Probably the most unexpected "Talgo" train so far.

This is a Talgo II set (Design of 1955, by American Car Foundry), more sophisticated than the Design of 1949 (Talgo-ACF) which RENFE used from 1950 to 1972.

This Talgo set was built for the New York, New Haven & Hartford Railroad in 1956, and ran on the Shore Line (New York-Boston) from 1957 to around 1960, as a commercial experiment. The core idea was to test various lightweight trains (Talgo, Train X, Aerotrain...), with a view to purchasing 30 to 40 sets of the best-proven type.

Sadly, the sharp downturn in passenger mainline traffic which occured in the late-50s nipped all those bright plans in the bud.

After some years of idleness of various sidings, the whole NH fleet was sold to the Ferrocarril de Langreo (Spain), a private Railway focused on Coal and Iron Ore Trains from Laviana to Gijon (Asturias).

This was the only non-urban Spanish railway built to standard gauge (1435mm-4ft8in), which often led this company to look for second-hand rolling-stock from the US.

The NH fleet consisted in 5 3-car sets. These were bi-directional, unlike the Design of 1949, and were very close to Talgo III of 1964 in many aspects. Both end cars had one wheelset only, whereas the intermediate car had two of these, as current TC7z-706 or AVE-102 40x Cafeteria cars.

The whole NH fleet was shipped to Gijon in late-1964.

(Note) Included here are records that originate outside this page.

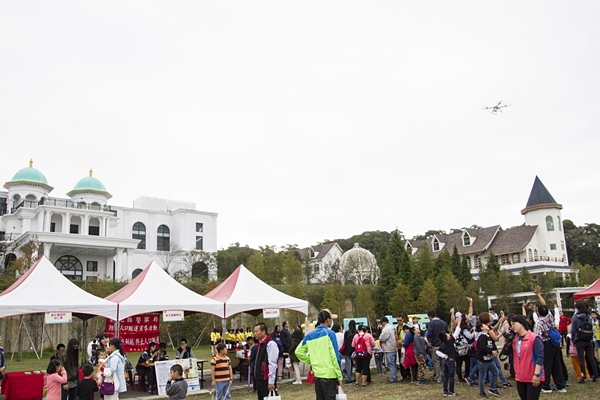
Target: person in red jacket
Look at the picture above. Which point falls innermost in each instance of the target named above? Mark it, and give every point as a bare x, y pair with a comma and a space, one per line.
528, 355
563, 324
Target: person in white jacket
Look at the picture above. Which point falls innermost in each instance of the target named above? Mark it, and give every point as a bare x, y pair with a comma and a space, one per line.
114, 368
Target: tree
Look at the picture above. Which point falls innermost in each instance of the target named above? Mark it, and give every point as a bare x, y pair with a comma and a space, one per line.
427, 299
401, 300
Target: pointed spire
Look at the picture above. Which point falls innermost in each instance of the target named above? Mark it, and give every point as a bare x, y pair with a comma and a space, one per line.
540, 197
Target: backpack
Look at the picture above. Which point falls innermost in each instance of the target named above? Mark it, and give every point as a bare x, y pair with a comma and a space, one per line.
462, 346
555, 336
360, 351
585, 331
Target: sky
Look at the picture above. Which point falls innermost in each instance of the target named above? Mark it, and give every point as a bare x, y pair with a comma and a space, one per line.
299, 122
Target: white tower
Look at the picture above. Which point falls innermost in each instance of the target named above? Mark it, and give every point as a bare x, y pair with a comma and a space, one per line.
542, 210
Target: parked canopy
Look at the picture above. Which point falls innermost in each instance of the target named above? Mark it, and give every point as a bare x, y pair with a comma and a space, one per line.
44, 289
591, 291
242, 291
154, 290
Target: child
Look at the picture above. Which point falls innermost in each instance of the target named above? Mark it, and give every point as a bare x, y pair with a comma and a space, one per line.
88, 386
420, 347
447, 353
221, 372
55, 378
176, 386
486, 351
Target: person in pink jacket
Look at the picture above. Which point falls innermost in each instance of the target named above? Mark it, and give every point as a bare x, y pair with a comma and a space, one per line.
55, 378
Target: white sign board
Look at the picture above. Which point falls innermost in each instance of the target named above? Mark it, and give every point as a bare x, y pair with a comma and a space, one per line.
190, 374
173, 315
271, 313
58, 318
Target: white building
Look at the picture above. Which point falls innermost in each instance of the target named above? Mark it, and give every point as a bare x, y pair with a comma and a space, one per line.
537, 246
87, 238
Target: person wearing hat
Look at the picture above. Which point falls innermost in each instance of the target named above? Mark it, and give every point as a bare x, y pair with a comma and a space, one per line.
528, 354
319, 349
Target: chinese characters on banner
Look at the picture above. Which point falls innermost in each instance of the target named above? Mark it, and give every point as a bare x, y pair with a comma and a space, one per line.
136, 332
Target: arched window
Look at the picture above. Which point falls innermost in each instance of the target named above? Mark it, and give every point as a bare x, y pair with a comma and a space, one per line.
549, 223
139, 232
163, 238
70, 266
135, 273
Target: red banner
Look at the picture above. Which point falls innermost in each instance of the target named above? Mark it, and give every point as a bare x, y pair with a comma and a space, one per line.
136, 332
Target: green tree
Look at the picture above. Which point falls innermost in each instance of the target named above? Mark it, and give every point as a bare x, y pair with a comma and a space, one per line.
427, 299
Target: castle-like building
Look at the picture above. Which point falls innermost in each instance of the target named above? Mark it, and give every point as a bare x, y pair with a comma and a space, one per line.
537, 246
87, 238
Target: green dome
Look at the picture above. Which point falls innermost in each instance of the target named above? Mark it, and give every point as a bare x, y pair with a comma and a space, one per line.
29, 174
90, 183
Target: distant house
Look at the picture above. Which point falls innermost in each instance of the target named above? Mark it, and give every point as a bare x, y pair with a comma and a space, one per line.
538, 246
322, 259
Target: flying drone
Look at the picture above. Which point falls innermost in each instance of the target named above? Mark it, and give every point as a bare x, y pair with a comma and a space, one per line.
498, 107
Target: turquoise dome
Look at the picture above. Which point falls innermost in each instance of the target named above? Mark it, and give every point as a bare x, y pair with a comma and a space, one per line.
29, 174
90, 183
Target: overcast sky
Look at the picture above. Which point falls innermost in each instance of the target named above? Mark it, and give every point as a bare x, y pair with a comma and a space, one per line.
299, 121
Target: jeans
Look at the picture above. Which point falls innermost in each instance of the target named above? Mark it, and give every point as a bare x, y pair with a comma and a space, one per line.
484, 367
223, 391
348, 368
448, 368
390, 360
379, 362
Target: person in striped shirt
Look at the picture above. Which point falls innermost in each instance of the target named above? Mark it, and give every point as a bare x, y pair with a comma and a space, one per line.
221, 373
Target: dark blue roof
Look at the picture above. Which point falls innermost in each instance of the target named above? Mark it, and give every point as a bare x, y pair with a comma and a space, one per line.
539, 194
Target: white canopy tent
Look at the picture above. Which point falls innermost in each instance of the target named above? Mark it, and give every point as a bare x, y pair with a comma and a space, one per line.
242, 291
44, 289
153, 290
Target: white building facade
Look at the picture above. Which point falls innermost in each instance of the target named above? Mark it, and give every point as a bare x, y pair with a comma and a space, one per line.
87, 238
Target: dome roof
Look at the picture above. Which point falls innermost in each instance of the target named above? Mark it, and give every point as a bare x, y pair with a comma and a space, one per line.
89, 184
359, 265
29, 175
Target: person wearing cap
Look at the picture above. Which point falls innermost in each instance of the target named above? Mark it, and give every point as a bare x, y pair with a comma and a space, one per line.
319, 349
528, 353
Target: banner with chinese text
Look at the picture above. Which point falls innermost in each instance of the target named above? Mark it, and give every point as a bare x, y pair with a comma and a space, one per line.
136, 332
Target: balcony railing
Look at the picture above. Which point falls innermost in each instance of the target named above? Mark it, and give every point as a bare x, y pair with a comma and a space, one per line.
63, 203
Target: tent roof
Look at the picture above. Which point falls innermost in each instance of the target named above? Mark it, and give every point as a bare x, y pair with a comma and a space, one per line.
242, 291
154, 290
44, 289
591, 291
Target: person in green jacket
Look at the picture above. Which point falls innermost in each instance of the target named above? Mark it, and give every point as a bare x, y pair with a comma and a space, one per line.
319, 349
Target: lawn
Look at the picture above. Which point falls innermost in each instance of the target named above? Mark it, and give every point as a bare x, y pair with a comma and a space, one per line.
378, 390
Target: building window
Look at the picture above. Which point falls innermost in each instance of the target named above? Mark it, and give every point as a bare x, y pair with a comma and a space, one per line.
70, 266
549, 223
163, 238
92, 266
466, 239
139, 232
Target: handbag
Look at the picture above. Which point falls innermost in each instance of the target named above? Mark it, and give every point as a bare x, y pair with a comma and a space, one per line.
273, 395
107, 388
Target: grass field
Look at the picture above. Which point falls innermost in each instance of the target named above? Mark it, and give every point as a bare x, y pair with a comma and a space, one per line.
378, 390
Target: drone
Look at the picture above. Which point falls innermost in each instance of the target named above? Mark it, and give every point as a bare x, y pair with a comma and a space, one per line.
498, 107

Unfortunately, those cars had been designed by ACF for America only, and thus encroached into Talgo Patentes SA rights on Talgo wheelsets in Spain.

So, in order not to pay any royalties to Talgo, the Ferrocarril de Langreo had to look for a substitute system. So, it ordered single-axle, Schienenbus-style trucks from MAN, which one can very easily notice on that pic.

All in all, those second-hand Talgo trains were used well below their potential, taking some 2 hours just to run over 50km of derelict tracks, while DMUs were faster. In 1973, the FC de Langreo was absorbed by FEVE, which rebuilt the Gijon-Laviana line to metric-gauge in 1983.

Most of the fleet was then sold to individuals, who have used them as second homes or for farming.

Only one set was preserved for a while, on some sidings in Gijon. Unfortunately, it wholly went up in smoke in the mid-80s, as an executory for enraged shipyard workers....

This pic was taken at some time in the 70s. Carbodies were already in a declining condition.